Près d'un mois s'écoula ensuite; l'Empereur avait reçu de meilleures nouvelles, des avis réconfortants sur le moral de ses troupes, sur leur obstination à se défendre, sur le dénuement des Français, et il s'affermissait encore plus dans la résolution de ne prêter l'oreille à aucune proposition de paix. Mais l'attitude de la population restait troublante, énigmatique, insondable: personne n'arrivait à lire dans ces âmes obscures; chacun ignorait ce qui se passait dans ces profondeurs. Et les jours d'attente, en s'accumulant, ajoutaient l'un après l'autre à l'angoisse immense qui pesait sur la ville.

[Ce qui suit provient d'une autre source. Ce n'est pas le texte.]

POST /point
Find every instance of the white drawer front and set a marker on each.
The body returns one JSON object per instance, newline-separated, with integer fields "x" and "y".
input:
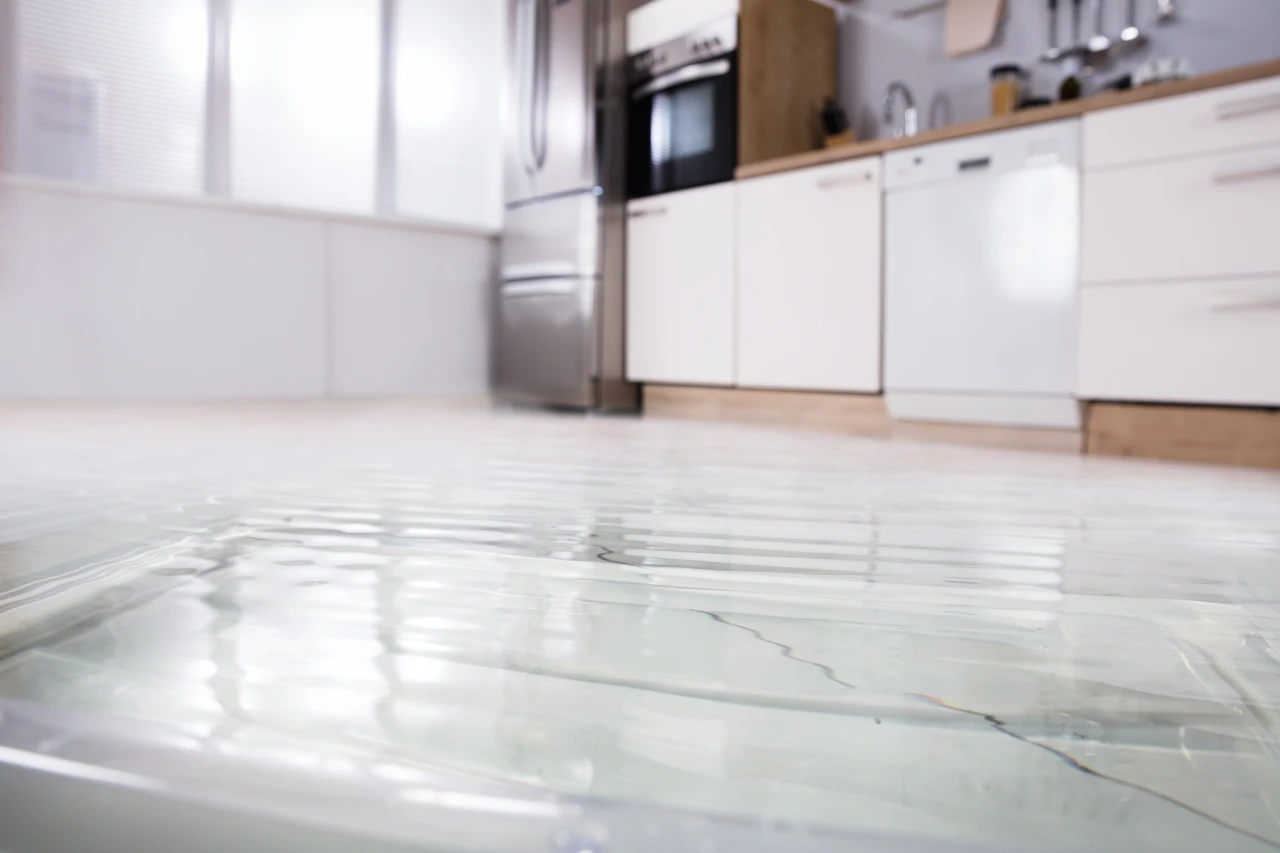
{"x": 1219, "y": 119}
{"x": 1203, "y": 218}
{"x": 1191, "y": 342}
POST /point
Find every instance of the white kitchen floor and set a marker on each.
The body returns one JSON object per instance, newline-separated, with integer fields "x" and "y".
{"x": 970, "y": 644}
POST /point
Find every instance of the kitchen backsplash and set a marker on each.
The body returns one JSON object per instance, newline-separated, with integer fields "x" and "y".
{"x": 877, "y": 49}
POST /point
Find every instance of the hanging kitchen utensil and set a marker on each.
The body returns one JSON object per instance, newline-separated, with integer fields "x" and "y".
{"x": 1098, "y": 42}
{"x": 972, "y": 24}
{"x": 1055, "y": 49}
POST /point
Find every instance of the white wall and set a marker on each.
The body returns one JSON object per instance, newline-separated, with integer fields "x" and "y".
{"x": 113, "y": 297}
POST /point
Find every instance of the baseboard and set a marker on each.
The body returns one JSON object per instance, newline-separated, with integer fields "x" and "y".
{"x": 1217, "y": 436}
{"x": 1032, "y": 438}
{"x": 840, "y": 413}
{"x": 835, "y": 413}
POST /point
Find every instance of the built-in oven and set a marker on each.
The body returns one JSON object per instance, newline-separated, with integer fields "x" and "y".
{"x": 682, "y": 123}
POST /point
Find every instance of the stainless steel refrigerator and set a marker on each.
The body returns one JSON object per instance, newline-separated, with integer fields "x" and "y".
{"x": 560, "y": 316}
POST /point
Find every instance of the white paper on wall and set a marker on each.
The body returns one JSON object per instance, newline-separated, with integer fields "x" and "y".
{"x": 58, "y": 126}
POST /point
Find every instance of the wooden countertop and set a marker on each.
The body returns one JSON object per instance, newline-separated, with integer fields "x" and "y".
{"x": 1034, "y": 115}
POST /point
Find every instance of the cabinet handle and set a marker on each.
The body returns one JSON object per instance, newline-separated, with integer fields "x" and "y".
{"x": 1247, "y": 304}
{"x": 845, "y": 181}
{"x": 1248, "y": 174}
{"x": 1248, "y": 106}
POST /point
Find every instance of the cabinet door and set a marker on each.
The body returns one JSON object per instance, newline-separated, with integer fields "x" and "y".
{"x": 680, "y": 287}
{"x": 809, "y": 279}
{"x": 1214, "y": 121}
{"x": 1200, "y": 218}
{"x": 1189, "y": 342}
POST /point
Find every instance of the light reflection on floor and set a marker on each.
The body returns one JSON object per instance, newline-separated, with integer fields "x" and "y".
{"x": 1000, "y": 647}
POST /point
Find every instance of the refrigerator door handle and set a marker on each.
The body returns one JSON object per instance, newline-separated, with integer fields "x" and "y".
{"x": 552, "y": 287}
{"x": 526, "y": 62}
{"x": 542, "y": 81}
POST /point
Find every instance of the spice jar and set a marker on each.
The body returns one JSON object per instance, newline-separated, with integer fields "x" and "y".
{"x": 1006, "y": 89}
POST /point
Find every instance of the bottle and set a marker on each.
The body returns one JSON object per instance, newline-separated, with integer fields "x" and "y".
{"x": 1070, "y": 89}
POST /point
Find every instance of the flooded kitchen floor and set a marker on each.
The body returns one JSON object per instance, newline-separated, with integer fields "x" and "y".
{"x": 959, "y": 643}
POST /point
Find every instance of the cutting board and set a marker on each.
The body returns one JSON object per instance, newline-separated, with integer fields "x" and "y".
{"x": 972, "y": 24}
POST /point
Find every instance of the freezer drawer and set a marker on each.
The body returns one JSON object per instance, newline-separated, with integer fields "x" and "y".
{"x": 545, "y": 341}
{"x": 552, "y": 238}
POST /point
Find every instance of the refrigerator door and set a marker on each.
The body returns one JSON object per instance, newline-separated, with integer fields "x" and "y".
{"x": 553, "y": 238}
{"x": 551, "y": 129}
{"x": 545, "y": 341}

Soudain, au milieu d'un de ces jours, dans cette atmosphère de plomb, un coup de canon partit de la forteresse de Saint-Pierre et de Saint-Paul, de la forteresse qui lève à l'extrémité de Pétersbourg sa masse lourde et lance vers le ciel, comme un mince jet de lumière, sa longue aiguille d'or; un coup, puis deux, puis trois, des détonations se succédant à intervalles réguliers, une salve enfin, salve d'allégresse, orgueilleuse et triomphale, soulageant les coeurs; Moscou était libre, et l'armée française battait en retraite.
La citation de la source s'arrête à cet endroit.